Local Governments Committee
Local governments within the Basin have formed the BC Columbia River Treaty Local Governments’ Committee to actively and meaningfully engage in decisions around the future of the Treaty.
Through the Committee, Basin local governments are working together to seek refinements to the Treaty and to address existing domestic issues to improve the quality of life for Basin residents. We are very grateful to the Columbia Basin Trust (CBT) and the Province for ongoing funding for our work.

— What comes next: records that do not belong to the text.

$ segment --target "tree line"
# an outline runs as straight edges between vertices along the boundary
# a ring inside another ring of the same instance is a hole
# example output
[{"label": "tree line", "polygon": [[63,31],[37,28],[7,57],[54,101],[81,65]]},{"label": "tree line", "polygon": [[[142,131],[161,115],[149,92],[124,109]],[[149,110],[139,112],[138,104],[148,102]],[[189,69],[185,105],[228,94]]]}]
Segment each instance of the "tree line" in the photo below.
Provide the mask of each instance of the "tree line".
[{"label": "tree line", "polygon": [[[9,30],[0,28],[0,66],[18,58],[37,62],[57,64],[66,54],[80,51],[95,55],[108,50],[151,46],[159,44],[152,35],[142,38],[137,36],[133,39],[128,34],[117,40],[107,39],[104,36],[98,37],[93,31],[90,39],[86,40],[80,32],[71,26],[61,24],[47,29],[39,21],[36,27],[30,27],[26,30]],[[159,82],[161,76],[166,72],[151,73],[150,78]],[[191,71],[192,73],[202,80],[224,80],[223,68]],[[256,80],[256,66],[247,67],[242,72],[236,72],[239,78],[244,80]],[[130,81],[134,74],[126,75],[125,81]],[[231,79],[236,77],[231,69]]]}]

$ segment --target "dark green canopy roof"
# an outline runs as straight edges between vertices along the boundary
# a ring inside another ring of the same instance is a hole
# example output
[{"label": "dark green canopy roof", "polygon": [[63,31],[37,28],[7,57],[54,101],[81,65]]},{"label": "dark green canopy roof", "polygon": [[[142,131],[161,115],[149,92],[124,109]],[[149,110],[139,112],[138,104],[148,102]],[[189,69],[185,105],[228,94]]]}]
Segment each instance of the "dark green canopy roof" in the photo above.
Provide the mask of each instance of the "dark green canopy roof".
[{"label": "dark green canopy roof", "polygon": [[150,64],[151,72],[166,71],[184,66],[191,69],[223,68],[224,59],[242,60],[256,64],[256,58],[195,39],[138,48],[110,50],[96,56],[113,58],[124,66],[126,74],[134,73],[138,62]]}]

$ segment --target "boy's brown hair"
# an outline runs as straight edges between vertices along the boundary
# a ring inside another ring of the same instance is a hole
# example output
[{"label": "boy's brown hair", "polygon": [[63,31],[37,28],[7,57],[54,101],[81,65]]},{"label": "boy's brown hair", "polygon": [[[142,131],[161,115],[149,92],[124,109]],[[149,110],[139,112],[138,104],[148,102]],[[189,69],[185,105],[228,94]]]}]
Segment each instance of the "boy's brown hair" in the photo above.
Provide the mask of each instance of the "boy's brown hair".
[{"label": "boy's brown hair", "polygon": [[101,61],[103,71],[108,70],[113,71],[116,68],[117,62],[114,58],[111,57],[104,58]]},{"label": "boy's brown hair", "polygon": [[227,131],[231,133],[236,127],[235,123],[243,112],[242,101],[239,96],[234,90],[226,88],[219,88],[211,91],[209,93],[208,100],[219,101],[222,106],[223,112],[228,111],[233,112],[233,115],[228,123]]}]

Image: Kinbasket Reservoir in Spring Drawdown
The Columbia River Treaty (Treaty) was ratified by Canada and the United States (the U.S.) in 1964, resulting in the construction of three dams in Canada – Mica Dam north of Revelstoke; Hugh Keenleyside Dam near Castlegar; and Duncan Dam north of Kaslo – and Libby Dam near Libby, Montana, which creates Koocanusa reservoir that floods 68 kilometres into BC.
Since 1964 the Treaty has provided benefits for the Pacific Northwest region in the U.S. and in BC. However, here in the Canadian portion of the Columbia River Basin (the Basin) – the area that was most impacted by the Treaty – substantial sacrifices were made by residents during the creation of the dams and reservoirs, and impacts continue as a result of hydro operations.
Beginning in 2024, either the U.S. or Canada can terminate substantial portions of the Treaty, with at least 10 years’ prior notice. This prompted the BC government – as the level of government with the responsibility to implement the Treaty – and the U.S. to conduct separate reviews, beginning in 2011, to consider whether to continue, amend or terminate the Treaty.
The outcome of both reviews was to negotiate a modernized Treaty, not to terminate. Canada, as the level of government responsible for international treaties, began negotiations with the U.S. in 2018. The province of British Columbia, which implements the treaty, is a key player in this work, along with basin Indigenous Nations.